The nation-state bill is due to come before the Knesset this week for its final readings. If it passes into law, one of Israel’s longest-standing linguistic traditions will be changed — the official status of Arabic will be revoked, and the Arabic language will have only a “special status.”
Arabic has been an official language, along with Hebrew, since before the founding of the state. Under the British Mandate, the King’s Order-in-Council issued in 1922 designated English, Arabic and Hebrew as official languages. After the State of Israel was established, the official status of English was revoked, leaving Hebrew and Arabic as the state’s official languages.

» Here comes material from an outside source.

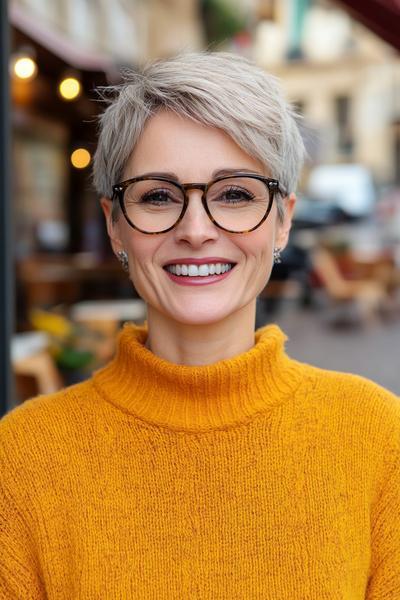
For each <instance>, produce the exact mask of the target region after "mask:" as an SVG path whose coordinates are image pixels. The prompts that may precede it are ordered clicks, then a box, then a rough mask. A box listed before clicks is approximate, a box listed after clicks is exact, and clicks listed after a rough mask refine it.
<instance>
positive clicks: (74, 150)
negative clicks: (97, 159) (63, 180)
mask: <svg viewBox="0 0 400 600" xmlns="http://www.w3.org/2000/svg"><path fill="white" fill-rule="evenodd" d="M90 159H91V156H90V152H88V151H87V150H86V149H85V148H77V149H76V150H74V151H73V153H72V154H71V163H72V166H74V167H75V168H76V169H84V168H85V167H87V166H88V164H89V163H90Z"/></svg>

What will be the effect of the bill on the linguistic situation in Israel, and on the already-fragile relations between its Jewish and Arab citizens? The bill includes a promise that the status granted to the Arabic language in practice until today will not be detracted from. This refers, presumably, to such elements as education and public signage. Based on a High Court of Justice ruling from 2002, mixed Jewish-Arab cities are required to display municipal signs in Arabic as well as Hebrew. We can assume that the trilingual signs posted in many streets of cities such as Haifa, Tel Aviv-Jaffa and Akko will not be taken down, and that Arab schoolchildren will be able to continue studying in their own language.
The harm that the Arabic section of the bill stands to cause, however, is both symbolic and practical. In practical terms, the bill can be expected to have a damper effect on future attempts to promote the use of Arabic in Israel and bolster its presence in the public space. “What do you want,” officials in public transportation companies, hospitals and universities may say, “it’s not an official language anymore.” Efforts currently being made to promote Arabic instruction in Hebrew-speaking schools may be curtailed on the same grounds.
The foreseeable symbolic harm is even more egregious. This move is likely to be perceived by Israel’s Arab citizens as a direct blow against them and their culture. As one speaker said at the recent Arabic Language Day held in the Knesset in early July, “You can’t separate between the exclusion of Arabic and the exclusion of Arab citizens.” While the official status of Arabic has not been fully implemented to date – there is considerable symbolic value to this official status. It holds the promise of a shared existence, in which the language and culture of both Jews and Arabs is afforded equal respect. The downgrading of Arabic’s status sends a clear message to the Arab minority: Your language is of secondary importance; have no hopes of seeing it on an equal footing with the language of the Jewish majority.
The Arabic section of the nation-state bill, then, may well be dubbed the “humiliation clause.” It serves no practical purpose but to abolish a long-established linguistic tradition and undermine hopes of a diverse and equal public space.
Israel’s legislature must refrain from making any change to Arabic’s official status. Israeli society would be better served by a widespread campaign to ensure that all citizens learn and speak Arabic, and promote the presence of the language in all public realms — in governmental services, in the justice system, in schools and higher education, and in all public signage – thereby signifying the aspiration to a shared, equal and tolerant society.